Protecting Property For Your Spouse


When you go into a nursing home,  your spouse may keep your home,  your car and your household furnishings.  Public Aid will then determine the value of your other property,  such as bank accounts or certificates of deposit.  You may transfer other property to your spouse or to someone else for the sole benefit of your spouse.

Depending on how much property your spouse already has (not counting things like the house and the car),  you may give your spouse property valued up to $87,000 for 2001. Each state may set their own limits. This amount will likely increase each year.  Your local Public Aid Office will tell you the actual amount you may give to your spouse.

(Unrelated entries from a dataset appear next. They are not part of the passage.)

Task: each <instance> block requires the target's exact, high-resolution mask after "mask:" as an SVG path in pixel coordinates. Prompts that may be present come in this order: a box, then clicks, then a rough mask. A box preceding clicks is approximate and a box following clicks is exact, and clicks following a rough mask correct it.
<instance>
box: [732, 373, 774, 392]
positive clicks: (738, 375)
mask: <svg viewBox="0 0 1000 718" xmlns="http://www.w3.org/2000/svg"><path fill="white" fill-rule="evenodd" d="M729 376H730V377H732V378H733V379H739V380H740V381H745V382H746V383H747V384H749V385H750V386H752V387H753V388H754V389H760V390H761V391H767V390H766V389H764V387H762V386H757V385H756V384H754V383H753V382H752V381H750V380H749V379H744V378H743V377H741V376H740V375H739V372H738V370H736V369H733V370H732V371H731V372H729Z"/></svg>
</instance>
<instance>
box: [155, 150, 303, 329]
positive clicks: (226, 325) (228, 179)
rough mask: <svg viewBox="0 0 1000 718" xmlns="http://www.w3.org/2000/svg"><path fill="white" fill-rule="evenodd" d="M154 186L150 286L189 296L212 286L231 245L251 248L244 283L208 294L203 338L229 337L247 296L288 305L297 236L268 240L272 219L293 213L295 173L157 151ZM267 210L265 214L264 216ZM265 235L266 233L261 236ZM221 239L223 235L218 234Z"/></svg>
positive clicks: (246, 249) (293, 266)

Protecting Income For Your Spouse


When Public Aid decides the amount of income you have to apply to the cost of your nursing care,  deductions are permitted,  if you give money to your spouse and any other dependent family members. Dependent family members include dependent children under age 21,  dependent adult children,  dependent parents or dependent brothers or sisters of either you or your spouse who live with your spouse.

In Illinois for example, depending on an individual's circumstances,  in 2001 you may give up to $2,175 of your income per month to your spouse. Again, these amounts are determined by the state programs and can vary from state to state. These amounts will likely increase each year.  Your local Public Aid Office will be able to provide information regarding the the actual amount you may give.

Transfer Of Property To Qualify For Medical Assistance


Property transfers may affect your eligibility.  If you or your spouse have transferred property for less than it's worth,  other than as described above,  you may be subject to a penalty period for nursing home services and for in-home care services through the Department on Aging.  If otherwise eligible,  you remain entitled to other covered medical services.

Transfers that may affect your eligibility are those made within 36 months ( 60 months for specific trusts ) of the date of your application,  OR  those made within 36 months ( 60 months for specific trusts )  of the date you apply for/receive in-home care services through Department On Aging. The is referred to as a "Look Back" period. Deliberate self-impoverishment to receive public funds for healthcare can be a criminal offense.